Star Wars Lords of the Sith Review

Lords of the Sith Review
Lords of the Sith Review

Before I progress any further with this review allow me to apologize for my absence. I have only just completed my master thesis, and though I like writing about Science Fiction my study does take precedence. But fear not, after May 19th I will be finished with that part of my life and then I can focus on SF, and my busy professional life as a data scientist!

Lords of the Sith Review

Lords of the Sith is one of the few novels recently released to set the stage for this falls’ The Force Awakens. However, after reading it I think it should be considered just a part of the non-canon Expanded Universe because it doesn’t show anything that wasn’t known before. From a certain point of view, if I may use a quote from Obi-Wan, that is this novels biggest flaw. Paul S. Kemp is a gifted writer, he doesn’t write a word too much nor does he hurry through the plot, but it does feel as if he had to contend with a hundred LucasFilm lawyers who weren’t keen to set anything in stone after the Expanded Universe was ditched.

Lords of the Sith takes place around 8 years after the conclusion of the Clone Wars. Darth Vader and Emperor Palpatine travel to planet Ryloth to quell an uprising. Palpatine doesn’t use his Sith name, Sidious, because he doesn’t want to draw any unnecessary attention. Once above Ryloth their Star Destroyer is attacked by rebel Twi’leks. Though Darth Vader seems to suspect that Palpatine knows everything that is about to unfold. Palpatine doesn’t hide he has a purpose for allowing the attacks to unfold. At the end of the story he has successfully extinguished the remaining ghosts of Vader, ensuring his continued loyalty. Sadly, despite just one reference to the Sith rule-of-two there is no little background reference given to their dark cult. There is in fact no mention of Darth Bane who instituted the rule-of-two. Near the end of the novel, Palpatine and Vader go by the name of Krataa and Irluuk (Death and Fate) when they approach a Twi’lek village, but that is it. Despite some interesting dialogue between Darth Vader and Palpatine I have to conclude that Lords of the Sith simply fails to live up to its title.

What is also strange is that most of story isn’t about Darth Vader and Emperor Palpatine.
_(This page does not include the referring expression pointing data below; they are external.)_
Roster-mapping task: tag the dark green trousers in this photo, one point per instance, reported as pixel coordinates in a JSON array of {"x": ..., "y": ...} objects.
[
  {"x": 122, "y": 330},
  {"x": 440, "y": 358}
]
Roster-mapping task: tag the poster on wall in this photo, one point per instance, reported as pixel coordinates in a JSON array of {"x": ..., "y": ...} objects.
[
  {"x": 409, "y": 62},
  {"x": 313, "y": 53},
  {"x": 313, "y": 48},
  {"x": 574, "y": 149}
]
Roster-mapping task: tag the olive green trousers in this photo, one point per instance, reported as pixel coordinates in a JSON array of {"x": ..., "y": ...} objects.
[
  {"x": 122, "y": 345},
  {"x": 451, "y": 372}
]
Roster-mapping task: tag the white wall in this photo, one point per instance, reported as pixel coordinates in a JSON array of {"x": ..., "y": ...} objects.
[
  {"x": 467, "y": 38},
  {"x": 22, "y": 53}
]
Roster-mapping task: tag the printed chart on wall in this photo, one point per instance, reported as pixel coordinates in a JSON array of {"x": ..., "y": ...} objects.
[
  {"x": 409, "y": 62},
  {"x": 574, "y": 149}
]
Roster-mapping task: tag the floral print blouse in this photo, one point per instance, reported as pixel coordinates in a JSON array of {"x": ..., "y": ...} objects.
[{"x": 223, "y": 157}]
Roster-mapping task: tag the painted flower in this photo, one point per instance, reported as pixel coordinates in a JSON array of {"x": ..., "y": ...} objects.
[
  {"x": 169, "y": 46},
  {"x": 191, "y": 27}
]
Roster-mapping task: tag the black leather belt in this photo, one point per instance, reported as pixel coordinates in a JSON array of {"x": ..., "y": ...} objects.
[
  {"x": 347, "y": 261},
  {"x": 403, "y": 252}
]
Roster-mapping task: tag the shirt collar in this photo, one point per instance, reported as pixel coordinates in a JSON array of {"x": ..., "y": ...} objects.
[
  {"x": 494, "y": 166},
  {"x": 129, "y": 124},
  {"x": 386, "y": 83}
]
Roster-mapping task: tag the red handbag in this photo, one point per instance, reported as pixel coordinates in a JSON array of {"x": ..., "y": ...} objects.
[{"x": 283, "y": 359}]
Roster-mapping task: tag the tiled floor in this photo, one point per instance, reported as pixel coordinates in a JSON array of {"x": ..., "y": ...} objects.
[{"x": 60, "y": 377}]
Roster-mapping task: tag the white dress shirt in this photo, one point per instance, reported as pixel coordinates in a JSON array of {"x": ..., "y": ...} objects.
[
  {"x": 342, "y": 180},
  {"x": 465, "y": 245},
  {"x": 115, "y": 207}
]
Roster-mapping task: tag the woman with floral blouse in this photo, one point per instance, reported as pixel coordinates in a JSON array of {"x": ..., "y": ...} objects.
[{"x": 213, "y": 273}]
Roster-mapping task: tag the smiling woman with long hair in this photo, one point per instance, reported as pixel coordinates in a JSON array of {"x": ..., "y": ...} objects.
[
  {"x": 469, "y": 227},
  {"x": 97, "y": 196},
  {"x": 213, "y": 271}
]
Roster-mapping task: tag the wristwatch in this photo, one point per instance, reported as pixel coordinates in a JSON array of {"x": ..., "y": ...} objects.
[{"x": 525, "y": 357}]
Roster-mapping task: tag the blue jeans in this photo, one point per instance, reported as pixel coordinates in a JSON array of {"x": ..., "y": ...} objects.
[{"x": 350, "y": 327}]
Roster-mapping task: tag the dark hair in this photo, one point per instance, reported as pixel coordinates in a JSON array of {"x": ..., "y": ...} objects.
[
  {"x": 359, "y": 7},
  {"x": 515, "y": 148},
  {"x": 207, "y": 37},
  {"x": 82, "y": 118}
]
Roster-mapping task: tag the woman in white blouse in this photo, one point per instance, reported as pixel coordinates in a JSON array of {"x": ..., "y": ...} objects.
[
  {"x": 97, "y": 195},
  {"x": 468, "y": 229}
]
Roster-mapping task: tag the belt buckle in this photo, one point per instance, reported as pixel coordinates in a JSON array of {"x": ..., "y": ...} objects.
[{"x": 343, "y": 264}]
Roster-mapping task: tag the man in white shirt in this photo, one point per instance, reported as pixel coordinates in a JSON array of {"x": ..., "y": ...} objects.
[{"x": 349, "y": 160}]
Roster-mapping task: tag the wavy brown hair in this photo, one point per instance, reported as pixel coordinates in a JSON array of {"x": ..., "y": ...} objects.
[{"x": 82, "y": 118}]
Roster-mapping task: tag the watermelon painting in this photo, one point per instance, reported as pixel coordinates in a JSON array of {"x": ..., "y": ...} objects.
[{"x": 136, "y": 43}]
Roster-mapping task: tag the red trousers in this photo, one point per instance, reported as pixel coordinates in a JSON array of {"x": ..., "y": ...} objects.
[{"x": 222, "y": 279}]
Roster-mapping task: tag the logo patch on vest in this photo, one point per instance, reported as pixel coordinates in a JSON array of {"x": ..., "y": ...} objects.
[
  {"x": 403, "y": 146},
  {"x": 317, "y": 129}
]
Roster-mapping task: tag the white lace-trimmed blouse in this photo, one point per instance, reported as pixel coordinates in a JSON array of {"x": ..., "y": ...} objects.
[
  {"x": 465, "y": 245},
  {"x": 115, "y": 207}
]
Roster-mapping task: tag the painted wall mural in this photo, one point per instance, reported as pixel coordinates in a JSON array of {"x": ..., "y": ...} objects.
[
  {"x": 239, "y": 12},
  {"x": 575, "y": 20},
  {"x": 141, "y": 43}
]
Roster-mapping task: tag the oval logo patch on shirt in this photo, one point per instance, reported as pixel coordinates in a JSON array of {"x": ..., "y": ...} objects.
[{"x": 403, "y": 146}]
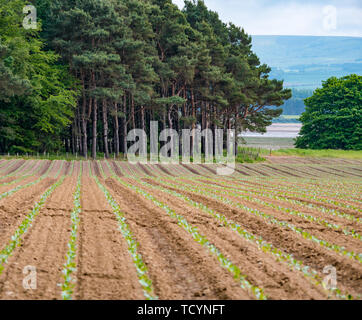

Instead, Twi’lek freedom fighters such as Cham and Isval and their attempts to ambush the Sith form the core. Other characters such as Moff Mors and Colonel Belkors are important secondary characters, leaving just a small part of the 280 pages to Master and Apprentice. Cham and Isval are to a certain degree aware Darth Vader’s powers, but their ambush planning doesn’t seem to take much account of this. This novel is thus certainly no Day Of The Jackal and because the ending is never in doubt, as that would contradict events of Return Of The Jedi, it feels in many ways superfluous to the entire Star Wars mythology. That said, without spoiling anything, one of the rebel Twi’leks manages to escape the carnage of the last 20 pages and thus set the seed for the later Rebel Alliance. That would have been a better premise to start with.


Lords of The Sith isn’t a bad Star Wars novel. It’s just rather light and superfluous when it comes to actual story telling. In fact we learn more about Twi’lek culture than we do about Sith culture. It feels as though this novel was written long before J.J. Abrams decided to film The Force Awakens. It doesn’t contradict anything of the Expanded Universe and it seems to fit better there than with the rebooted franchise. Paul S. Kemp delivers an OK novel, just not a brilliant one and I decide to blame that on the lawyers. This was Lords of the Sith Review, I hope you enjoyed reading it. Sadly, the giveaway copy of Lords of the Sith has  already been sent to Darth David. But you can still join the Poseidon’s Wake contest.

Score; 7 / 10. A superfluous Star Wars outing, its rather light reading I am afraid.